主人公は、三つ子の梵天、梵地、梵人。それぞれ「天・地・人」の文字を名にもつ彼らは、幼い頃に両親を亡くし、3人で支え合いながら生きてきた。26歳になったある時、3人はひょんなことからそれぞれのもつ能力を知ることになる。恐竜の化石発掘に夢中の長男・梵天は、3秒間だけ壁の向こうや土の中を透視する能力があり、メソポタミアの遺跡の発掘に関わることを夢見ている次男・梵地は、どんな国の言葉も理解する能力がある。そして、三男・梵人には、3秒先の未来がわかる能力があった。梵人は相手の動きが読める能力を生かし、オリンピックを目指していたが、高校時代に大怪我をして断念。兄たちのように夢中になれることがない自分に思い悩んでいる。
ある時、大金が必要になった長男・梵天のため、3人は、それぞれの特殊な能力を生かして、貴金属泥棒に挑戦することに。だが、すぐに大金を手にすることには成功するが、三つ子の前にはライオンを連れた謎の女が現れる。脅された3人は彼女に言われるがまま、自衛隊に入隊。そして、PKOとしてイラクに派遣された3兄弟を待ち受けていたのは、時空を超えた冒険だった。
三つ子の性格はバラバラだが、彼らの好きなものへの熱血っぷりは本当によく似ている。梵天は恐竜の話になればウンチクが止まらず、梵地はメソポタミアの話になれば恍惚とした表情でその歴史を語る。そして、何も楽しいことがないと思っていた梵人も、命がけの戦いを目の前にすると抑えが利かない。好きなことに全力の3人はとってもコミカル。絶体絶命のピンチでもどこかとぼけている彼らの会話はとにかく面白い。

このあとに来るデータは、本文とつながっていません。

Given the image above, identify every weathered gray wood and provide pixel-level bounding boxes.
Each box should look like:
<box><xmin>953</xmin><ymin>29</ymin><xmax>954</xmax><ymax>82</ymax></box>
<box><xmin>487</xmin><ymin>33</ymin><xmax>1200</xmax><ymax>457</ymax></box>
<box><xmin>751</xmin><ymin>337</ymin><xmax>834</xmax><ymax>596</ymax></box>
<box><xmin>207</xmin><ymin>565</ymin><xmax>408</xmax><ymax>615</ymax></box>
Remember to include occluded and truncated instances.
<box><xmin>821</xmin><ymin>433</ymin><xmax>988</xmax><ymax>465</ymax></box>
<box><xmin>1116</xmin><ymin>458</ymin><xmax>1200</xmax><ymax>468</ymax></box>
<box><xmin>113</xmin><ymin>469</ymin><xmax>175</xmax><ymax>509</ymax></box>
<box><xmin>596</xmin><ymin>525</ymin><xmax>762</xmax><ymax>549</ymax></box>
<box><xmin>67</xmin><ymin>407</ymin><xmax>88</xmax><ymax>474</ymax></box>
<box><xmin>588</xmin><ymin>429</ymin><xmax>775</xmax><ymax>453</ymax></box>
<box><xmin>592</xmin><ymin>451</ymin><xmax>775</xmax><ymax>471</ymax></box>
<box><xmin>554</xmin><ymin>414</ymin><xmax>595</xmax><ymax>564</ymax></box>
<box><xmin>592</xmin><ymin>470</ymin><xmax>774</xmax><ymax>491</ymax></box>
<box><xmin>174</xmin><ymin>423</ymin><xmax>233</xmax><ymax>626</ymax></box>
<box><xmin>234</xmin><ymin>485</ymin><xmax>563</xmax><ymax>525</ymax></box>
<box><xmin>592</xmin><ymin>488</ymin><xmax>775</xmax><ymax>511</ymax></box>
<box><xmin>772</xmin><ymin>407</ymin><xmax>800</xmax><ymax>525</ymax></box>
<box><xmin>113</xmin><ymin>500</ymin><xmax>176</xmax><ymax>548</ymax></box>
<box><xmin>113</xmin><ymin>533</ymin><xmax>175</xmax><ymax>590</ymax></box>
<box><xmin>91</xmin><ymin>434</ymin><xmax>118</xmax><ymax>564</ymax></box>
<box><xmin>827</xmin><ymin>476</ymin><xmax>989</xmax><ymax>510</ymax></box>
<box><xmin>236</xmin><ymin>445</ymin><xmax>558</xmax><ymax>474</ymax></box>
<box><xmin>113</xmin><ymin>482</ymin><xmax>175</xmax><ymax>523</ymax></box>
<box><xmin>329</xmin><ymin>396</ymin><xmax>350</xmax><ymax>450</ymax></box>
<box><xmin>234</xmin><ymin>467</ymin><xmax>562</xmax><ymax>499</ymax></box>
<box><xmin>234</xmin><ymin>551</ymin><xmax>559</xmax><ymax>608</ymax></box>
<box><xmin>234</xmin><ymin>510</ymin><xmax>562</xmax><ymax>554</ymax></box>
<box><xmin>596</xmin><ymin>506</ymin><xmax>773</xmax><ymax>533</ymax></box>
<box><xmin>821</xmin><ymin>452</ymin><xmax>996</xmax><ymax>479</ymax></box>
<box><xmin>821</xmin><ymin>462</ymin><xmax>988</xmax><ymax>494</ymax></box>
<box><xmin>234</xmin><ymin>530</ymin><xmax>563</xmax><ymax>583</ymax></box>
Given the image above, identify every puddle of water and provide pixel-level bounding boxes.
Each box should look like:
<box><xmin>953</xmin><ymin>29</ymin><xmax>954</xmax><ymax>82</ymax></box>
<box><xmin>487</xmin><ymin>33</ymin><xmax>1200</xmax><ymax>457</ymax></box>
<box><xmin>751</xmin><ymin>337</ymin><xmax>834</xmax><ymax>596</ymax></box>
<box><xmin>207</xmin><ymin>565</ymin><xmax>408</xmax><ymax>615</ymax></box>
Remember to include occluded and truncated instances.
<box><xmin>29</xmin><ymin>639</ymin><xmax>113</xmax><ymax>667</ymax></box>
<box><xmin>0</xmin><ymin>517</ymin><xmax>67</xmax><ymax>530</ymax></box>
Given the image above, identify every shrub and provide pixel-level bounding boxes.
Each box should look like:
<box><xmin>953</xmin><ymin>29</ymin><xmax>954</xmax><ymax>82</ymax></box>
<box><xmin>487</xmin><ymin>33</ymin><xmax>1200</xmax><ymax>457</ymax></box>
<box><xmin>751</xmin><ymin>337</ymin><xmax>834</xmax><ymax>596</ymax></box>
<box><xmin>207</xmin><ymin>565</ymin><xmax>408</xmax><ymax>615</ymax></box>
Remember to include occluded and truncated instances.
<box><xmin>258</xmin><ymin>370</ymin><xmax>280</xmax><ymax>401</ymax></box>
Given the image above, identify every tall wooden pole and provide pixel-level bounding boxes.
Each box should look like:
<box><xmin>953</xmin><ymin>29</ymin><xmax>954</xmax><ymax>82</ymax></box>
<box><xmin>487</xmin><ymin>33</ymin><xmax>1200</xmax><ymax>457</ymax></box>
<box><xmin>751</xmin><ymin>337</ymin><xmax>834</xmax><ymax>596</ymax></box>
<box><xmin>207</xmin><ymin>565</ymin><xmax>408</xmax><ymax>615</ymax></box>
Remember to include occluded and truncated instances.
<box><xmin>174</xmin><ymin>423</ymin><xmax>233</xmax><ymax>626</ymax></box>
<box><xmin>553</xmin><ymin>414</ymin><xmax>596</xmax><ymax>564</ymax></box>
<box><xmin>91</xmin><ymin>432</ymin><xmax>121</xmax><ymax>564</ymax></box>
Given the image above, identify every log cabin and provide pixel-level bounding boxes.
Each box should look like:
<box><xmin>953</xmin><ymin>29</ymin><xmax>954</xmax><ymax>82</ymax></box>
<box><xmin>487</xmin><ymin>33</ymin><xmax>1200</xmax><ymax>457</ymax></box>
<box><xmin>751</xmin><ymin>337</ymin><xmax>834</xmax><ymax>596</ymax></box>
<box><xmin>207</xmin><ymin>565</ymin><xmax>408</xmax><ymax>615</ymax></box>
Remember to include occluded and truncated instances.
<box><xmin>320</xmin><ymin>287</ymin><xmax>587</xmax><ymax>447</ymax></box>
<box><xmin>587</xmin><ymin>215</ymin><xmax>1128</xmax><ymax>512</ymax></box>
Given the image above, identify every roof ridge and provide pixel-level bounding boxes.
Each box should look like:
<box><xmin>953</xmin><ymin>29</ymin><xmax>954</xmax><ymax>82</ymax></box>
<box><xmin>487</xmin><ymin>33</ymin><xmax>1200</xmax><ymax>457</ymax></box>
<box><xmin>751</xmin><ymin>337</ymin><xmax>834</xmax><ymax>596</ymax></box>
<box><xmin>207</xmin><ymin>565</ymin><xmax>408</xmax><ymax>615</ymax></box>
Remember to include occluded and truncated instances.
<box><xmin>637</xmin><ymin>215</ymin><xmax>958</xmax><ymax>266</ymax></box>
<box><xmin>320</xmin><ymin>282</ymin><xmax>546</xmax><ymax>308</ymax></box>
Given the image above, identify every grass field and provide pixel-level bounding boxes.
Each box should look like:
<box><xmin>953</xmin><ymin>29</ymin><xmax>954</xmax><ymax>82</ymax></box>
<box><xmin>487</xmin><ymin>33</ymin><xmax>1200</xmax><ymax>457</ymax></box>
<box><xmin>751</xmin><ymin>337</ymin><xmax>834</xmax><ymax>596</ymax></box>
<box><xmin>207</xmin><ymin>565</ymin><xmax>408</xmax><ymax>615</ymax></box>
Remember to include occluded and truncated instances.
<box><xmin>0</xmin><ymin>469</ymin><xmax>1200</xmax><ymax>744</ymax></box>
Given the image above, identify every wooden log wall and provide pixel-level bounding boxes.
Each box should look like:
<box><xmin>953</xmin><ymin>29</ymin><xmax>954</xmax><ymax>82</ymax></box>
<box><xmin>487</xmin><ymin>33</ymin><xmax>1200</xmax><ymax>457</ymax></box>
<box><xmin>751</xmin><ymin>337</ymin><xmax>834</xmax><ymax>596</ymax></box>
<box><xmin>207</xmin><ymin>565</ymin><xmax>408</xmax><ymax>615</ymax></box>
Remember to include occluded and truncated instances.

彼らの冒険には、時に笑わされ、時にあっと驚かされ、時にハラハラさせられる。そして、クライマックスでは、彼らの兄弟愛に涙が。あちこちに張り巡らされた伏線が回収されていくのがなんて気持ちいいのだろう。こんなにエキサイティングな冒険小説が他にあるだろうか。どのページからも目が離せないジェットコースターエンターテインメントをぜひともあなたも体感してみてほしい。